Hardship and loss can darken any year. Our response is always action. If there’s one thing Hadassah has learned, it is that constant organizing, advocating and building enable us to meet any challenge. When we act, we help shape the next horizon.
This new year, I find it instructive to look back a century, to Hadassah in 1926—an oasis on the calendar between two world wars. By that point, the American Zionist Medical Unit—the 44-member mobile hospital that Hadassah literally shipped to Palestine in 1918—had become the Hadassah Medical Organization. We operated hospitals in Jerusalem, Tel Aviv, Haifa, Safed and Tiberias, part of a Hadassah network that also included clinics, infant welfare stations and dispensaries. Our nursing school was flourishing. In America, our national membership reached 35,000. Looking back, 1926 looks rather idyllic. Calling it “normal” would add little to our understanding.
In building our institutions, we have always been acutely aware of the conditions, challenges, illnesses and injuries that will confront our patients, their families, our staff and the nation. We ensure that suffering of any kind is met with expertise, agility and flexibility.
In Hadassah’s early years, our medical professionals dealt with trachoma, cholera and even bubonic plague. In 1948, we lost our Mount Scopus hospital behind enemy lines. Over the years, we have found ourselves within reach of short-range artillery (which damaged the Chagall Windows at the Abbell Synagogue at Hadassah Hospital Ein Kerem in 1967) and long-range missiles. And, of course, we have weathered repeated rounds of war and terror.
Despite these challenges, HMO has consistently ranked among the leading hospitals in the world. Grateful people from Africa to the Caribbean, in Armenia, Turkey, Ukraine and other lands know and appreciate Hadassah’s outreach in response to medical crises, natural disasters and armed conflicts.

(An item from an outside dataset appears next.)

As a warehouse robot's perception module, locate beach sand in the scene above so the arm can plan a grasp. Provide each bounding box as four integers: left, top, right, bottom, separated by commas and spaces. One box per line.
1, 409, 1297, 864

During the last two years, our flexibility has been on display in the form of underground operating and emergency facilities that we had the foresight to build on our two Jerusalem campuses. In the face of war, we were able to accelerate the opening of our Gandel Rehabilitation Center in Mount Scopus and the renovated Round Building in Ein Kerem.
How do we do it? If you are in Hadassah, you know the answer because you are a part of it. Our founding generation helped steer the ship of Jewish activism, nation-building, healing and education. And today our 300,000 members and supporters are just as committed to action and innovation.
In good times and bad, we find inspiration in our long history as a people and comfort in our dedication to one another—and to our work. For the women of Hadassah, “normal” is irrelevant. Our mission is nothing less than enhancing the health and lives of people in Israel, the United States and worldwide.